= Yvonne d'Angers =

Iranian-American stripper and actress (1944–2009)

Yvonne d'Angers, also Yvonne Boreta or Yvonne Mahviz Boreta, (September 2, 1944–June 3, 2009) was an Iranian-born stripper and actress based in San Francisco, California. Known as "the Persian Lamb" while dancing in San Francisco clubs, her most important contribution may be from a landmark obscenity case which made San Francisco the first city in the United States to legally allow topless dancing. A portrait of her seated in her dressing room is featured in the Diane Arbus collection "An Aperture Monograph" and she made headlines in 1966 after staging a protest against her deportation by chaining herself to the Golden Gate Bridge. After landing roles in the films Sappho Darling (1968), The Seven Minutes (1971), and Ground Zero, she moved to Las Vegas, Nevada with her husband Voss Boreta where she lived until she died on June 3, 2009, at the age of 64.

== Early life ==

D'Angers was born Mahviz Daneshforouz on September 2, 1944, in Tehran, Iran. It has been speculated that she arrived in the United States on a student visa in 1959, living in New York. Upon moving to San Francisco in 1962, d'Angers was dancing at clubs in San Francisco's North Beach neighborhood like Gigi's and, most famously, Off Broadway. Her Iranian heritage, large eyes, and sweet demeanor led to the media's nickname, "the Persian Lamb".

== Obscenity trial ==
A this time, topless dancing was not allowed in the United States. Following a dramatic topless act by fellow San Francisco stripper Carol Doda, an obscenity case was brought against The Condor Club and four dancers (d'Angers, Doda, Kay Star, and Euraine Heimberg) who were arrested during raids on topless clubs in 1965. The court went on to determine in favor of the defendants; that topless dancing was not obscene because it did not violate the community standards of San Francisco. This landmark decision paved the way for topless dancing, and later nude dancing, to become legal throughout the country (later amendments banned fully nude dancing at establishments serving alcohol, which remains the standard). In addition to clubs in San Francisco, Yvonne later performed "briefly" in Las Vegas as well as on nationwide tours.

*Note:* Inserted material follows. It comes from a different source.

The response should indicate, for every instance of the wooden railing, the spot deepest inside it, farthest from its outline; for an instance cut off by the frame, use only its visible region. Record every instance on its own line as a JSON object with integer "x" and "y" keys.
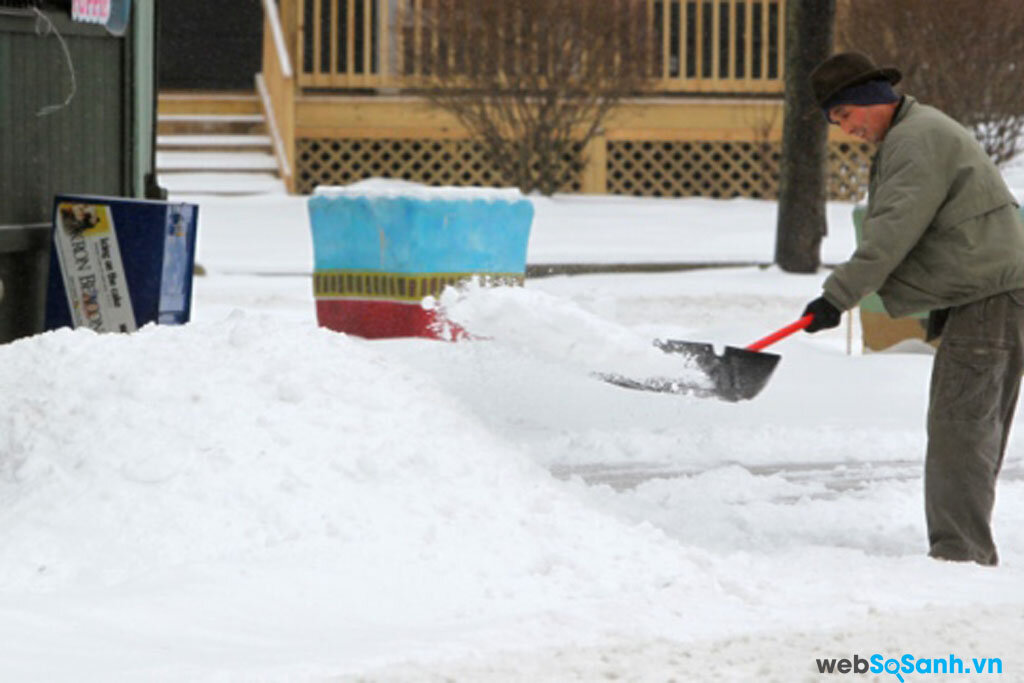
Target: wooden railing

== Golden Gate Bridge protest ==

Facing deportation charges from a claim she entered into a fraudulent marriage in 1961 to gain citizenship, she famously staged a protest on August 30, 1966, where she was chained to the Golden Gate Bridge by her agent. News footage captured this spectacular display of defiance, including strongly-worded comments as she approached the bridge, being bound with chains, and the moment she threw the key of the chain's lock over her shoulder into the bay below. The deportation order never materialized, and she continued to live and work in the United States.

== Peak of career ==

Following at least a year of high-profile publicity from the obscenity trial, and enhanced by the bridge protest, d'Angers was also featured in men's magazines throughout the late-60's such as Tonight, Whisper, Midnight, Cabaret, and even a September 1966 Playboy pictorial. Just weeks before her protest on the bridge, she was featured in the first publicity photo for Caeser's Palace in Las Vegas and worked the casino's opening as "Cleopatra '66". During this time she also transitioned from stage to screen, landing credited roles in the films Sappho Darling (1968), The Seven Minutes (1971), and Ground Zero (1973).

== Later years ==

D'Angers married Off Broadway club owner Voss Boreta, who was also her manager. They moved to Las Vegas in 1974, leaving adult entertainment behind for other business pursuits in the golf industry. In the Las Vegas area, they lived and raised three children together until her death on June 3, 2009. Yvonne's obituary mentioned her being a college graduate and an accomplished painter, however, little documentation is available to expand on these subjects.